Dr. Ron Miller, Chair of the Religion Department at Lake Forest College and co-founder of
Common Ground spoke in Deerfield on Tuesday night. His topic was a review of
The Left Hand of God by Rabbi Michael Lerner and related topics. Miller is a favorite in the community and drew a good sized crowd. I was half expecting protesters at the mere mention of Lerner, but it never materialized, Lerner's detractors preferring anonymous internet banter.
Miller began with a description of different levels of consciousness using the analogy of a house. The basement level Miller described as tribal consciousness, a simplistic "us vs. them" outlook which Miller described as "survival mode". I'd describe it as
Rudy Giuliani's campaign stump speech. The next level, first floor in the house is rational consciousness, the outlook of the age of reason, John Stuart Mill and John Locke, and later our founders Jefferson, Madison and others. This is a vision of tolerance for differences. The next level, I guess the second floor, is the psychic consciousness, based on intuition, synchronicity, where life becomes bigger than one's plans. The roof is mystical consciousness where the more fully evolved humans reside. Miller's examples included Buddha, the Dalai Lama, Abraham Joshua Heschel and Jesus. Miller claimed he'd prefer someone at the mystical level of consciousness be in charge, but now he'd "settle for someone sane", someone he could describe as an adult rather than the "12 year old playground bullies" that are in charge now.
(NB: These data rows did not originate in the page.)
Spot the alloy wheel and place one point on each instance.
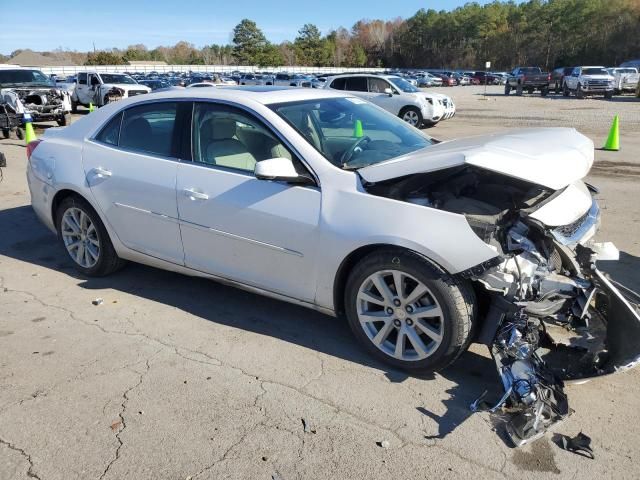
(400, 315)
(80, 237)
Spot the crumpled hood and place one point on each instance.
(551, 157)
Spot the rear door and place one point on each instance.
(257, 232)
(131, 168)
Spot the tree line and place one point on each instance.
(546, 33)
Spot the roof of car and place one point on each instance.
(262, 94)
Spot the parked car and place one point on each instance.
(625, 79)
(557, 78)
(322, 199)
(394, 94)
(588, 81)
(155, 84)
(103, 88)
(28, 90)
(529, 79)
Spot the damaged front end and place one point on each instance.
(42, 103)
(550, 316)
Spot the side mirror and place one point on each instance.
(279, 169)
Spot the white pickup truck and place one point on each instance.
(103, 88)
(626, 79)
(28, 90)
(588, 81)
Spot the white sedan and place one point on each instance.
(322, 199)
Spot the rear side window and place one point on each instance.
(110, 133)
(356, 84)
(339, 83)
(149, 128)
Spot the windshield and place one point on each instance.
(24, 77)
(117, 78)
(350, 132)
(403, 85)
(594, 71)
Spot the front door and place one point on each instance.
(131, 169)
(258, 232)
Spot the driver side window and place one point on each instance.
(229, 137)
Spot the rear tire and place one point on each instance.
(422, 334)
(77, 222)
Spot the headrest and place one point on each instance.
(219, 128)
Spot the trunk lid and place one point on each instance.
(551, 157)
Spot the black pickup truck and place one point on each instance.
(527, 79)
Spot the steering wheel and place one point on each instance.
(346, 156)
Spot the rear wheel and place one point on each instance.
(407, 312)
(412, 116)
(85, 238)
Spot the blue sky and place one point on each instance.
(73, 24)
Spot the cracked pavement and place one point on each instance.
(174, 377)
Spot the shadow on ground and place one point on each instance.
(25, 239)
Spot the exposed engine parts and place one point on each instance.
(550, 316)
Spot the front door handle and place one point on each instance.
(193, 194)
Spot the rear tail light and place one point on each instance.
(31, 146)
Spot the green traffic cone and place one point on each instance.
(613, 140)
(30, 135)
(357, 129)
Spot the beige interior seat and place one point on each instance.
(218, 136)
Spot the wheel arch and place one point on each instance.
(352, 259)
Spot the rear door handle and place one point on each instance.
(101, 172)
(193, 194)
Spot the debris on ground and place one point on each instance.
(306, 427)
(580, 444)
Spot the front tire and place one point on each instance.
(85, 238)
(412, 116)
(407, 312)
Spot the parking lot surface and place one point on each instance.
(172, 377)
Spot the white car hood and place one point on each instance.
(551, 157)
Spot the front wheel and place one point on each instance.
(85, 238)
(407, 312)
(412, 116)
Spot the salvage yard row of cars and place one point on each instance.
(320, 198)
(27, 90)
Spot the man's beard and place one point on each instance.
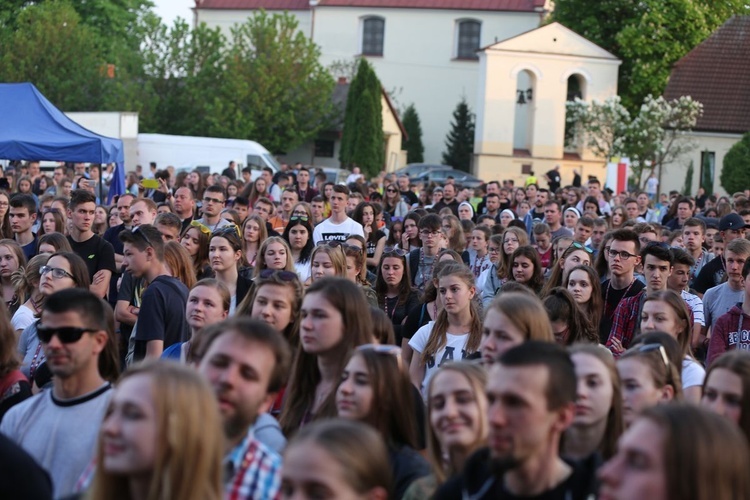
(500, 465)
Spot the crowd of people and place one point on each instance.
(284, 336)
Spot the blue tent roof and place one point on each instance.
(32, 128)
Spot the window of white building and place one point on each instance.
(373, 34)
(468, 39)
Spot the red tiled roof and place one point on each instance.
(717, 73)
(499, 5)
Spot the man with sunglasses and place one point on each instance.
(59, 427)
(288, 199)
(161, 319)
(658, 262)
(622, 258)
(98, 254)
(184, 206)
(214, 199)
(338, 226)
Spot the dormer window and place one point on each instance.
(373, 34)
(468, 39)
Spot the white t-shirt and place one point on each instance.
(22, 318)
(692, 373)
(303, 270)
(328, 231)
(453, 350)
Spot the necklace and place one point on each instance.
(395, 305)
(478, 263)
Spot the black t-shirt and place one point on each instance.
(96, 253)
(711, 275)
(611, 300)
(477, 481)
(162, 314)
(372, 242)
(112, 236)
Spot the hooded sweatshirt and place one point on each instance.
(730, 331)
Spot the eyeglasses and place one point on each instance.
(138, 232)
(230, 230)
(66, 334)
(394, 250)
(282, 274)
(659, 244)
(57, 273)
(623, 254)
(578, 246)
(426, 233)
(206, 199)
(202, 227)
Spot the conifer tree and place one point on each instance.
(460, 139)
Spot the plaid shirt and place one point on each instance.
(625, 321)
(252, 471)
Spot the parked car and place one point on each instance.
(414, 170)
(439, 176)
(336, 175)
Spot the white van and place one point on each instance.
(207, 154)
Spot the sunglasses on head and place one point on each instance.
(227, 230)
(282, 274)
(66, 334)
(394, 250)
(201, 227)
(137, 231)
(579, 246)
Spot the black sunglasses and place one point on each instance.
(283, 275)
(579, 246)
(394, 250)
(66, 334)
(137, 231)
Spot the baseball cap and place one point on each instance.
(732, 221)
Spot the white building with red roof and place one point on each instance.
(424, 51)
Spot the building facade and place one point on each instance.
(524, 84)
(423, 51)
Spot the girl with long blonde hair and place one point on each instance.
(176, 444)
(455, 334)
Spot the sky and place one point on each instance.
(169, 10)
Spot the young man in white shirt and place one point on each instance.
(339, 225)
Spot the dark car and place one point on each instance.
(439, 176)
(414, 170)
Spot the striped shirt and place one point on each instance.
(252, 471)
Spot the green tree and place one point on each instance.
(274, 89)
(735, 175)
(460, 140)
(53, 49)
(362, 142)
(412, 143)
(652, 138)
(648, 35)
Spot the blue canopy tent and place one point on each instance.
(32, 128)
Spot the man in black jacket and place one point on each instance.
(532, 394)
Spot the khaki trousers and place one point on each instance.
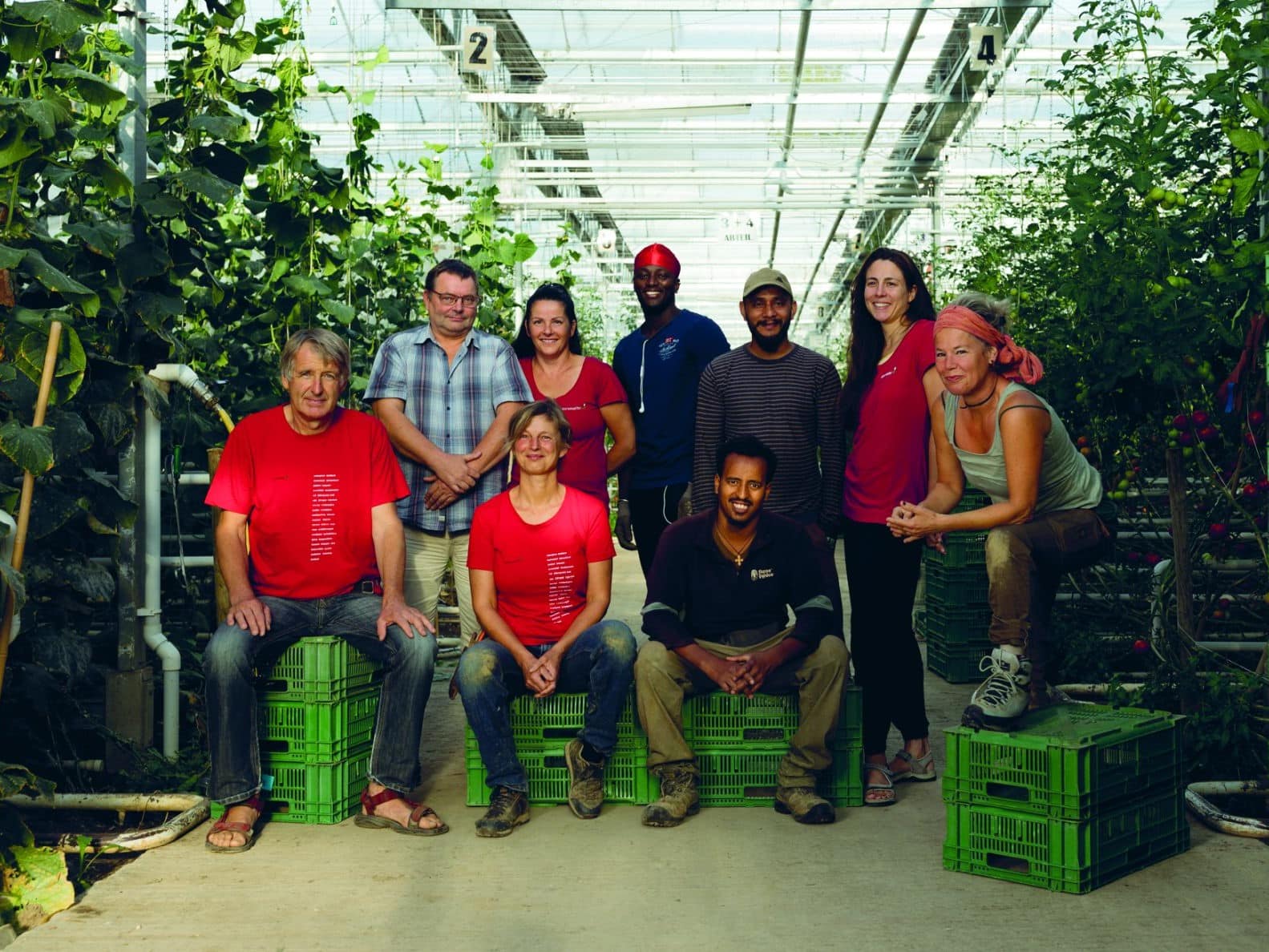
(426, 558)
(663, 680)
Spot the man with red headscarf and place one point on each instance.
(660, 365)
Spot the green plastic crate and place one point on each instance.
(1060, 854)
(956, 664)
(748, 777)
(560, 717)
(320, 732)
(956, 587)
(317, 669)
(316, 793)
(964, 549)
(1065, 762)
(721, 720)
(626, 777)
(956, 623)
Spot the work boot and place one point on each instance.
(585, 782)
(1004, 697)
(507, 809)
(805, 804)
(679, 799)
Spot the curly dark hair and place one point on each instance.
(523, 345)
(867, 339)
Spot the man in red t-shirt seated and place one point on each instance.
(317, 485)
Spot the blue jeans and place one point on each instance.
(600, 663)
(231, 704)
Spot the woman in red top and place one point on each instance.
(886, 404)
(541, 563)
(587, 390)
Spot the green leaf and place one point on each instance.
(231, 128)
(51, 278)
(231, 51)
(306, 286)
(1255, 107)
(10, 256)
(94, 89)
(209, 187)
(341, 313)
(47, 113)
(70, 436)
(63, 19)
(30, 447)
(14, 146)
(377, 60)
(1247, 141)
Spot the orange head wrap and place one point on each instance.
(657, 256)
(1013, 362)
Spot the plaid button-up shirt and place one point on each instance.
(452, 405)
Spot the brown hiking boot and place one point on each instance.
(679, 799)
(507, 809)
(805, 804)
(585, 782)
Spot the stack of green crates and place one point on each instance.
(957, 616)
(316, 710)
(1079, 796)
(739, 743)
(542, 729)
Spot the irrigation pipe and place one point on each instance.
(1220, 821)
(28, 488)
(193, 810)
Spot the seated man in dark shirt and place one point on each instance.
(717, 617)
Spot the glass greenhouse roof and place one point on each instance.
(798, 134)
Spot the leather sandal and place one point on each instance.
(370, 821)
(887, 789)
(246, 829)
(918, 768)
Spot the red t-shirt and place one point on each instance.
(585, 465)
(888, 462)
(540, 571)
(309, 499)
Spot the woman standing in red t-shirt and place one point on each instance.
(541, 563)
(886, 404)
(585, 387)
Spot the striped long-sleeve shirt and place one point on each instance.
(791, 404)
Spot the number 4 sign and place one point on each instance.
(479, 48)
(986, 46)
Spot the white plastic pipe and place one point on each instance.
(192, 806)
(152, 589)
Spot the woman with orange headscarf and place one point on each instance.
(1046, 515)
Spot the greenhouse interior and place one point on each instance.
(230, 228)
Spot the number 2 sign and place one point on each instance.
(986, 47)
(479, 47)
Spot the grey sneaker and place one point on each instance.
(805, 805)
(507, 809)
(679, 799)
(585, 782)
(1000, 701)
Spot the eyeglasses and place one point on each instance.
(467, 301)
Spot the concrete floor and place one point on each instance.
(742, 878)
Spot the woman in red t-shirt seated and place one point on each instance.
(585, 387)
(541, 561)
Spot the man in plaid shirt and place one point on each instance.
(446, 393)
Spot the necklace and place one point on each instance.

The world, according to Miller, is seen by each and every one of us through our level of consciousness, the left being at the rational level and the right being at the tribal level. Miller reminds that we have to be careful to respect each other's level even if we disagree with it because great teachers invite and feel the other side. The goal for dialogue among people at various levels of consciousness is to have each person break out of their narrative and together get to a higher level narrative including the truths from each.
One problem that Miller sees with our current outlook on Iran is that we do not feel their side. For example, Miller points out that Iranians had a democratic government. We did not like when their elected leader nationalized the oil companies and aided in a
coup in 1953 that resulted in the Shah taking power. With that history, Bush's talk of bringing democracy to the region falls flat with the Iranians.
Miller reminded us that just being more rational is not going to be enough to win support because many people still have tribal fear and loyalty and some still see republicans as the party of safety even though reality does not bear out the claim. Miller warns that perception is reality for most folks. I would argue
that only lasts so long.
Miller brought up an interesting point that I think has bearing on this district, tax cuts. republicans run on and often win on tax fear. It's completely meaningless because "the money to invade countries has to come from somewhere," Miller quipped, but it wins because it "hits a tribal note." From blog comments of Kirk supporters, I think the tax line has been very effective for Kirk and wonder what his supporters are going to think as taxes rise to pay down the deficit Kirk helped create.
Miller concluded his speech by urging liberals to invite others to join them and pointed out that Lerner's idea for this invitation is his idea of a new spiritual covenant with America. The covenant is written to be acceptable to people of many religions or no religion at all. It rejects materialism and embraces the idea that "all families deserve a living wage, full employment, affordable, high-quality child care, affordable health care, access to an excellent education and flexible work schedules. Education is to be "values-based", not entirely focused on skills. The covenant also includes personal responsibility which is defined as a promise to "live with integrity, joy, honesty, kindness, openheartedness, compassion, forgiveness and generosity" and social responsibility which includes a requirement that corporations operate in a socially responsible manner. Rounding out the covenant are environmental stewardship and the creation of a safer world based on Lerner's
Global Marshall Plan.
While all this sounds great and I have high regard for both Miller and Lerner, I don't know if I'm feeling all that optimistic. There are sects of right wing religion that claim monetary success comes from God's grace and the rest deserve what they get. Others seem to enjoy the sportsification of war, the rah rah rah, go team, we win of it all without much caring who gets hurt. The Bush administration and congressional republicans have been invoking 9/11 and the unpatriotic-ness of dissent since 2001. This week we've been assaulted by
Guiliani accusing Democrats of jeopardizing the safety of Americans and Bush not too far behind in claiming the vote to get us on a path out of Iraq is not supporting the troops while he and his party have failed to support the troops in very real ways since the beginning of the war.
Kirk just voted to continue the Iraq war indefinitely even though he has told his constituents “
now I think we should look to winding up the mission.” I still think these folks need to be called on their lies and harmful and dangerous antics.
republicans are ratcheting up their noise machine to unprecedented levels and it's hard to imagine that inviting them to join rational consciousness is going to work. Miller does offer one comforting thought. We don't need all or most of them. We only need about 12%. I agree with Miller that we need to get beyond the current narratives on both sides and get to the larger narrative, something much closer to the truth than what we are being fed now. That's just another way of saying one of my favorite sayings "it is what it is" and eventually perception loses its grip and reality becomes reality.